People tend to go through with sham marriages in order to falsely obtain a UK spouse visa for somebody from outside of the European Union.
However, the Church of England hopes to reduce the numbers of these UK spouse visas issued to immigrants who are not interested in a genuine marriage.
To this end, the religious establishment is advising its clergy to report any suspicions that they have about marriages involving people from outside of the European Union.
Furthermore, clergy are urged not to offer to publish banns for any intended marriage involving a non-EU national.
Instead, couples will be required to apply for a licence if either the bride or the groom concerned is not from a Europe.
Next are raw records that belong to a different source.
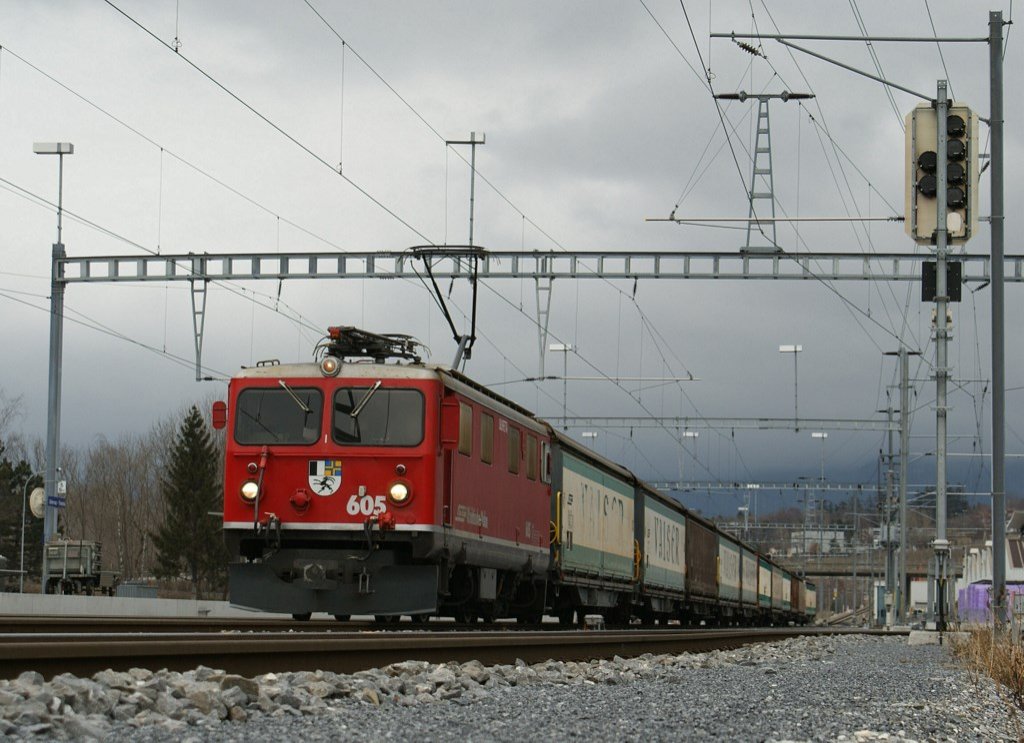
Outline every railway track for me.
[0,625,897,679]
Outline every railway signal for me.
[904,103,978,245]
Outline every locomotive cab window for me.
[332,385,423,446]
[234,387,324,446]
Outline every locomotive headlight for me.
[387,482,410,506]
[241,480,259,504]
[321,356,341,377]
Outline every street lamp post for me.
[778,344,804,431]
[32,142,75,594]
[811,431,828,563]
[679,431,700,479]
[548,343,572,431]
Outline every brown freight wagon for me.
[685,516,718,614]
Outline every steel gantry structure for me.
[54,247,1024,378]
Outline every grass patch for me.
[949,627,1024,740]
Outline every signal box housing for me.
[904,102,978,245]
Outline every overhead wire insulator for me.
[733,39,768,59]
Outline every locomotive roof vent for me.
[313,325,425,363]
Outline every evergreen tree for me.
[152,405,227,598]
[0,442,43,589]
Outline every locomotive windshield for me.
[334,387,423,446]
[234,387,324,445]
This "common licence" involves the swearing of affidavits and classes.
Rt Rev John Packer, Bishop of Ripon and Leeds, commented: "The office of Holy Matrimony must not be misused by those who have no intention of contracting a genuine marriage but merely a sham marriage.
"The purpose of this guidance and direction from the Bishops to the clergy and to those responsible for the grant of common licences is, therefore, to prevent the contracting of sham marriages in the Church of England."
Meanwhile, the UK immigration minister Damian Green noted that the UK Border Agency (UKBA) is already working "very closely" with the Church in order to investigate and disrupt any suspected sham weddings.
He added that the increasing level of enforcement already conducted by the Church and the UKBA has resulted in 155 arrests of people involved in sham marriages for UK spouse visas around the country.